An article in the latest issue of the Alaska Department of Labor and Workforce Development’s magazine outlines the data behind shrinking teacher wages in Alaska.
Dunleavy administration staff in October stopped the publication of the article, which was slated to be that month’s cover story. It was published in this month’s issue, but not as a cover article and with a different headline, after reporting from multiple news outlets and op-ed pieces from current and former Labor Department leaders who expressed their discontent with what they said was censorship and suppression of state data.
The new framing of the article is gentler: The headline went from “Teachers’ shrinking wage advantage” to “How teachers’ wages compare,” but little in the article itself changed at all.
The numbers bear out what teachers and education advocates have said for years: Alaska’s teacher wages have dropped and it is the only state in the country without a defined pension for teachers.

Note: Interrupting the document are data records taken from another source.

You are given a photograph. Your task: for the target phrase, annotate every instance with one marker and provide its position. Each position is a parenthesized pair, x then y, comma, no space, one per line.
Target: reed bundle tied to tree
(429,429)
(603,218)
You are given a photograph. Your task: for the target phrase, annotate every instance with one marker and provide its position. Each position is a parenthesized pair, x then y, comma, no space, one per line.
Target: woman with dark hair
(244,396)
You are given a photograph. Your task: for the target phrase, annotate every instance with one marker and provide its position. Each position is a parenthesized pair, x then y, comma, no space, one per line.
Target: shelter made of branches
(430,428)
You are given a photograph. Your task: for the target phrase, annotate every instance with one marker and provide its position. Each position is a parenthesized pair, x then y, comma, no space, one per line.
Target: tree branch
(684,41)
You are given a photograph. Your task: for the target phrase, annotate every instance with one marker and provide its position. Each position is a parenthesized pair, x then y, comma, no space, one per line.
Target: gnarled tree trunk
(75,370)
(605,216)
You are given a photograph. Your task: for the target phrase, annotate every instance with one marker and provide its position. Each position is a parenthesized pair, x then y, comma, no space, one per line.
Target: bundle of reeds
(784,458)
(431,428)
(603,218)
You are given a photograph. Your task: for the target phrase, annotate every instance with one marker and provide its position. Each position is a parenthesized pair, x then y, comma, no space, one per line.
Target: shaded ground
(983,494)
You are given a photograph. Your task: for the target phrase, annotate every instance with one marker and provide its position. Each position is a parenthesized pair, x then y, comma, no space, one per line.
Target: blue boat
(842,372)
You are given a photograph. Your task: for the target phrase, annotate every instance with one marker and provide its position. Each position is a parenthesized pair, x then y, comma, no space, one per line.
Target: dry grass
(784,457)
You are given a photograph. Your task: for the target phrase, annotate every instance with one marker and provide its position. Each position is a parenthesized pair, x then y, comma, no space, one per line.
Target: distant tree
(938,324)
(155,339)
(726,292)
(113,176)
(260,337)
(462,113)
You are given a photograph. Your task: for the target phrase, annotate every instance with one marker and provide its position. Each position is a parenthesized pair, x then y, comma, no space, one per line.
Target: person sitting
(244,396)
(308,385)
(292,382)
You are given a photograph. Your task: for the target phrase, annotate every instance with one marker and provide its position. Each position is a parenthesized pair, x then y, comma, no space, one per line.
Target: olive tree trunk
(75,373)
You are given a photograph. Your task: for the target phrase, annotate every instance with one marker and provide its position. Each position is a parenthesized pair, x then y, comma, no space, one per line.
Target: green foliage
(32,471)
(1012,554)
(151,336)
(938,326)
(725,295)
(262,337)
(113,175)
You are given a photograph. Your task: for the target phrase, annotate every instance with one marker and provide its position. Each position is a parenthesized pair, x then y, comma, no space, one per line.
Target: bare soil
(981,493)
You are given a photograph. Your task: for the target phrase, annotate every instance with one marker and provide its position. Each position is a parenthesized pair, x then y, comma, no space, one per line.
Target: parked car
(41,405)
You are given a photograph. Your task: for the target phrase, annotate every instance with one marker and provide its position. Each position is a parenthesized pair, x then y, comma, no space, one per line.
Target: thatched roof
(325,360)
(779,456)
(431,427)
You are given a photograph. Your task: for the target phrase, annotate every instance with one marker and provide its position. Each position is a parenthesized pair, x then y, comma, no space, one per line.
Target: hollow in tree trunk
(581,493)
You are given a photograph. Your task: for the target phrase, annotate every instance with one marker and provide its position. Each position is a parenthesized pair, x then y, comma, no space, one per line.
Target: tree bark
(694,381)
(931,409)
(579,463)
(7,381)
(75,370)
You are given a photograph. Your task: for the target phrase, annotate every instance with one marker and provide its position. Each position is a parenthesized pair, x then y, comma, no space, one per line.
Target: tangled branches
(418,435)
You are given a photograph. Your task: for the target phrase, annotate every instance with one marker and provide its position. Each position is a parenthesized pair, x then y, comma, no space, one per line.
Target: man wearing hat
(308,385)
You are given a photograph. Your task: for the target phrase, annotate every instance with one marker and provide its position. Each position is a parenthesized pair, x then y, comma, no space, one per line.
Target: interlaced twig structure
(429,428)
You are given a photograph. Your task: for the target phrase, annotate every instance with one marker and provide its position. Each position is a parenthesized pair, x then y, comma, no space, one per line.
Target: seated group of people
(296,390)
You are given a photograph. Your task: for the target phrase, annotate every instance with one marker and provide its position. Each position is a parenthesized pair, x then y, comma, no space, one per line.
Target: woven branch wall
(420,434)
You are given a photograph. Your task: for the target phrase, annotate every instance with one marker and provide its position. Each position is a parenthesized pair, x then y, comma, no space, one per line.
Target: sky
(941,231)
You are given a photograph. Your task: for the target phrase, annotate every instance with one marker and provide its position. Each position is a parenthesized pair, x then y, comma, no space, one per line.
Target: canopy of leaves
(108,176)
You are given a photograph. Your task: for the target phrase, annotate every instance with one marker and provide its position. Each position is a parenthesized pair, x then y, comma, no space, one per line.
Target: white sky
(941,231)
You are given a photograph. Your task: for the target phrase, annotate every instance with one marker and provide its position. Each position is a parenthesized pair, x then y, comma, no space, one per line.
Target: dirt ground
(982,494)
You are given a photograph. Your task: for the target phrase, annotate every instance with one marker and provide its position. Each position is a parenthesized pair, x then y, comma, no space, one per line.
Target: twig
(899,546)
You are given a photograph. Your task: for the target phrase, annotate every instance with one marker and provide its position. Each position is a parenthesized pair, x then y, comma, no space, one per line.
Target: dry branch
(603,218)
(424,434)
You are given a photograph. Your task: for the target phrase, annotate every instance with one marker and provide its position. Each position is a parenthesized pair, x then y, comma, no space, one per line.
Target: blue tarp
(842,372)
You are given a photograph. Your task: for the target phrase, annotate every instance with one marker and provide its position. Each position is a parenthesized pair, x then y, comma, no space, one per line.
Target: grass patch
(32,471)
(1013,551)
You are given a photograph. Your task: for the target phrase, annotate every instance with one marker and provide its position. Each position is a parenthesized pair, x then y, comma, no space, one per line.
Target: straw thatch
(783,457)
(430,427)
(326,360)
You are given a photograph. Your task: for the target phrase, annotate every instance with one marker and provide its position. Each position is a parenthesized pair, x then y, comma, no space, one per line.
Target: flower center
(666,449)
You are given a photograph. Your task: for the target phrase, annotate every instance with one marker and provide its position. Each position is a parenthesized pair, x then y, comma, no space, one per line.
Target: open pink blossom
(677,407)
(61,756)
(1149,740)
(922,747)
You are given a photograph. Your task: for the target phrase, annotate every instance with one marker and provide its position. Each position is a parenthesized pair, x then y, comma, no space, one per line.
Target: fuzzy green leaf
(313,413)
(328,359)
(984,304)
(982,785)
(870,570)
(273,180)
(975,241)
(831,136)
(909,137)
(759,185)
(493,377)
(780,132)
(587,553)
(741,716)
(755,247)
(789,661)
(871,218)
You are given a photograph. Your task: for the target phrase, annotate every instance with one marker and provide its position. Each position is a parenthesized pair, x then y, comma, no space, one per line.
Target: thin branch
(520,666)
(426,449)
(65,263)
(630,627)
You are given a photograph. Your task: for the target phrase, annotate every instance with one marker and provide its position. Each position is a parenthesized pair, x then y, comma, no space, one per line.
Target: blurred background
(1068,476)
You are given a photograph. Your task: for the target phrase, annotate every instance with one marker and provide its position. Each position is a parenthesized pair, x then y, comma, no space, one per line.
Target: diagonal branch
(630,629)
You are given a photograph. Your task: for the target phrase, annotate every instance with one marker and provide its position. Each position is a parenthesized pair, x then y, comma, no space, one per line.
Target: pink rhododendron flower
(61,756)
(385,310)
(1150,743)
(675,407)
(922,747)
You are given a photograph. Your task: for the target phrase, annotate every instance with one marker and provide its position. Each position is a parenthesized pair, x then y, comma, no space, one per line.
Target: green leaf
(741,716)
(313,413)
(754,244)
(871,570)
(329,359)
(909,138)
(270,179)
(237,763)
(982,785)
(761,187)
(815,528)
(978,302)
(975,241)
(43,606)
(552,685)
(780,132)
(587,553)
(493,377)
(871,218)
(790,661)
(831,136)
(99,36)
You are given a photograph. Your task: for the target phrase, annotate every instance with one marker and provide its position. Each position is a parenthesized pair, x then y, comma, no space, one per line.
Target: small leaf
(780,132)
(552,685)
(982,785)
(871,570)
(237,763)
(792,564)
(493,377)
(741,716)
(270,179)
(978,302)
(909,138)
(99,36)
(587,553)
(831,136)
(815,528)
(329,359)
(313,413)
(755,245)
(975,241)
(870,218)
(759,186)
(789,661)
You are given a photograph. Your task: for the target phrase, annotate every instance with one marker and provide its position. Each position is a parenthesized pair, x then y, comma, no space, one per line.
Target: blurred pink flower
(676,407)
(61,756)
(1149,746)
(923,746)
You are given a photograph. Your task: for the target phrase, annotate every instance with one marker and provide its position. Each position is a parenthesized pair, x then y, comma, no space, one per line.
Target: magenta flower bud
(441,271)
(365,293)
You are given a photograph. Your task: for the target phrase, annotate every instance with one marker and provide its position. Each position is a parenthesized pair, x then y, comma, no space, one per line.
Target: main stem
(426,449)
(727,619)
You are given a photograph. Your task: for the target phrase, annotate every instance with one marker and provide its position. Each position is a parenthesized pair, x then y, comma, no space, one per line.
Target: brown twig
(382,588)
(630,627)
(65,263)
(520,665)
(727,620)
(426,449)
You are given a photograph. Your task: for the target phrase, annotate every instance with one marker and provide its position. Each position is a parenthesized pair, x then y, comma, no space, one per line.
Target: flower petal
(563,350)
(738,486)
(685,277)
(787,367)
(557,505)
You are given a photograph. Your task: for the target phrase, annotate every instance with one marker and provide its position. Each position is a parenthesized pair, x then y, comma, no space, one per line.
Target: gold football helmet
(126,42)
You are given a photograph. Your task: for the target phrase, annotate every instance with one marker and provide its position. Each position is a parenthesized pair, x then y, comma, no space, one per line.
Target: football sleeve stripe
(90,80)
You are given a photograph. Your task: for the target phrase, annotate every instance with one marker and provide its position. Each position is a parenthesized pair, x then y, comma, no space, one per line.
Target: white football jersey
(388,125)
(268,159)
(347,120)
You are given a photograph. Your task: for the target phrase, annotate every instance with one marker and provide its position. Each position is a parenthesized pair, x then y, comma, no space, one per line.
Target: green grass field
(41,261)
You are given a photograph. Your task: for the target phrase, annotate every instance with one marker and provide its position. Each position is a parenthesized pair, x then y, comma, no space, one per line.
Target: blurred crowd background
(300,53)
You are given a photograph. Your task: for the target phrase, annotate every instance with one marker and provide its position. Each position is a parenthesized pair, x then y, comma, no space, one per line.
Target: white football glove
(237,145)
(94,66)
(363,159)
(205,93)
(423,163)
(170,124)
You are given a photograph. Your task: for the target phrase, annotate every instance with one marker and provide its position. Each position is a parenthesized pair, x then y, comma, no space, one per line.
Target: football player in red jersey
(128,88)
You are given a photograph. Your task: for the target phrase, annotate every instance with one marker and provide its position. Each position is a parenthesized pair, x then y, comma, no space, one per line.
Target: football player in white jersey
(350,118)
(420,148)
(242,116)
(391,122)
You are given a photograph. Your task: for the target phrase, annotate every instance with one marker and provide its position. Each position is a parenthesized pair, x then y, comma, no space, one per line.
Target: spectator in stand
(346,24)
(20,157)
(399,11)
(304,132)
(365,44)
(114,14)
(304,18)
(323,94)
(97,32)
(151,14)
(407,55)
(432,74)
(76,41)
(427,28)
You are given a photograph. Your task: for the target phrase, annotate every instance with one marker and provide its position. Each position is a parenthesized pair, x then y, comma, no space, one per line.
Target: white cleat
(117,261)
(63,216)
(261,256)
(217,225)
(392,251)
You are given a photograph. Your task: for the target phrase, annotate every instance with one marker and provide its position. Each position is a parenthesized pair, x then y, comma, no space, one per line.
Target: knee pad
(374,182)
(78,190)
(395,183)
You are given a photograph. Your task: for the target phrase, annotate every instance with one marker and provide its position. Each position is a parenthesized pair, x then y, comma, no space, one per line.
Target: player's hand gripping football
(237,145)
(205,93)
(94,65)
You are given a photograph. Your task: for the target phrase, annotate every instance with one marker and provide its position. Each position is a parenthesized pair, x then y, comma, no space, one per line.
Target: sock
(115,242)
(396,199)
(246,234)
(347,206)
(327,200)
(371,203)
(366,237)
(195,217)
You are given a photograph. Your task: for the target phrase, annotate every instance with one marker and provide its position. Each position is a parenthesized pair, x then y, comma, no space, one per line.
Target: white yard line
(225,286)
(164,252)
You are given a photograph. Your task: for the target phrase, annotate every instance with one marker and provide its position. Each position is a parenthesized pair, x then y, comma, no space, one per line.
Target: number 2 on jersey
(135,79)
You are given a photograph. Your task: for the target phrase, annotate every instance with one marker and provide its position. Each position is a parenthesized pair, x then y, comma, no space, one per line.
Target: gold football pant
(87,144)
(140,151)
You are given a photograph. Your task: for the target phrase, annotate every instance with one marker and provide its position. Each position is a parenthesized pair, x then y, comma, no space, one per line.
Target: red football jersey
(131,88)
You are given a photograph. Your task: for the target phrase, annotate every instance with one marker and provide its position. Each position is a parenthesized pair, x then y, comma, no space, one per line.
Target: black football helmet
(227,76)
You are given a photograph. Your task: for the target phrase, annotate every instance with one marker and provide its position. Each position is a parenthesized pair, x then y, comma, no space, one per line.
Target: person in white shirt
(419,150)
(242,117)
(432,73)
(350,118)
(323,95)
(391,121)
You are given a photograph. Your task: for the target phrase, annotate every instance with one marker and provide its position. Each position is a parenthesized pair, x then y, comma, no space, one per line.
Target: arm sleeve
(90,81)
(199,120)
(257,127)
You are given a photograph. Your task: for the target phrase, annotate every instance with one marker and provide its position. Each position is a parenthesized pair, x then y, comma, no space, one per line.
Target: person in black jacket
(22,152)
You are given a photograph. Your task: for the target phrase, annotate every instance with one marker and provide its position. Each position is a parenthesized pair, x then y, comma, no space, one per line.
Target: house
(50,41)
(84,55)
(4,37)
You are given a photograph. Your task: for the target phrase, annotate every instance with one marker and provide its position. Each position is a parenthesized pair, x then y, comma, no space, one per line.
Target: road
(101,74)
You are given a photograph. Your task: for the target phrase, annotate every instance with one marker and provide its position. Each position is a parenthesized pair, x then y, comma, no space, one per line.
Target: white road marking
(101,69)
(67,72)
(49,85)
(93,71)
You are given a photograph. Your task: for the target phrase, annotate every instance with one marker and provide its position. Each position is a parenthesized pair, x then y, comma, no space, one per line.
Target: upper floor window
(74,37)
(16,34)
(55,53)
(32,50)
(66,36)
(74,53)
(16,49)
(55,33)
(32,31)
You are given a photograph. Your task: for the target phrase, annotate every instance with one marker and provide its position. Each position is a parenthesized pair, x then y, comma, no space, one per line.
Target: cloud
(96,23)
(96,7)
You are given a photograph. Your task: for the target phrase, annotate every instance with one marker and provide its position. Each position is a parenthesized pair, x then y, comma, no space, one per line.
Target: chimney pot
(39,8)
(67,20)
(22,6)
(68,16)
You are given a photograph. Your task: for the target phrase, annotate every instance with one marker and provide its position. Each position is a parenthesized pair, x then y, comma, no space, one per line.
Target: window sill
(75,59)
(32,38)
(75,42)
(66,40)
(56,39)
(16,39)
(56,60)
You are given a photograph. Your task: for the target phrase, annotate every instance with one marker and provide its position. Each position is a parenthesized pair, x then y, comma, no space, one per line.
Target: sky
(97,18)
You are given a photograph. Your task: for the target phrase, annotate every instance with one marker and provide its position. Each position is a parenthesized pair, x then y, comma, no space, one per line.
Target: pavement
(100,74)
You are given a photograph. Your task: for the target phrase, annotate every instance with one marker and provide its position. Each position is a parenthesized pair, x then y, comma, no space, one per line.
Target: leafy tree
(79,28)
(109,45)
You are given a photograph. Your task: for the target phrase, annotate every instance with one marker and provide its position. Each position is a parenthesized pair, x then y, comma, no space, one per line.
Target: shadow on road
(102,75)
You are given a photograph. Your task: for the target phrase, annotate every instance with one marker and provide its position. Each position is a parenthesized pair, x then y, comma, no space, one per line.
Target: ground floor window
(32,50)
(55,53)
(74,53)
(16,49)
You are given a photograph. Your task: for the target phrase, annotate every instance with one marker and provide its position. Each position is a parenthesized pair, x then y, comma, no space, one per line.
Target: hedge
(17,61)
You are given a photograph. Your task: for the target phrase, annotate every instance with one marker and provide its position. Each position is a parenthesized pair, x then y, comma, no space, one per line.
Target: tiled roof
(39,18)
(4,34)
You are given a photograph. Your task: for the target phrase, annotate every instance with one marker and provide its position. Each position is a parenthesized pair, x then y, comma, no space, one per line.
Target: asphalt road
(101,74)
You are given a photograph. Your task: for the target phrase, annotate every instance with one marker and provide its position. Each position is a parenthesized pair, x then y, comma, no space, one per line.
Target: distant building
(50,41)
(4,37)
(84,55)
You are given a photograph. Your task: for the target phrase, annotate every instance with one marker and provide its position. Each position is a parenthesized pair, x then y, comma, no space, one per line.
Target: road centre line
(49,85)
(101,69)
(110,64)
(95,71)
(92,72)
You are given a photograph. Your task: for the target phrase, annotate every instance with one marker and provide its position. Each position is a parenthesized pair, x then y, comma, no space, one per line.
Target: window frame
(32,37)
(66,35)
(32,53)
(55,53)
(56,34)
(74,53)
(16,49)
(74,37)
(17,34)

Between the 1980s and the 1990s, Alaska lost much of its competitive pay advantage, or pay premium, which has hovered closer to the average national pay since. New teachers now make less over the course of their careers — educators who started careers in fiscal year 2012 earned roughly $2,000 per year less than those who did 10 years before — and the state is losing teachers faster than it can hire them.
The report comes as Alaska school districts report problems hiring teachers. Earlier this year, Dunleavy vetoed half of a $175 million one-time boost to education funding that was approved by the Legislature.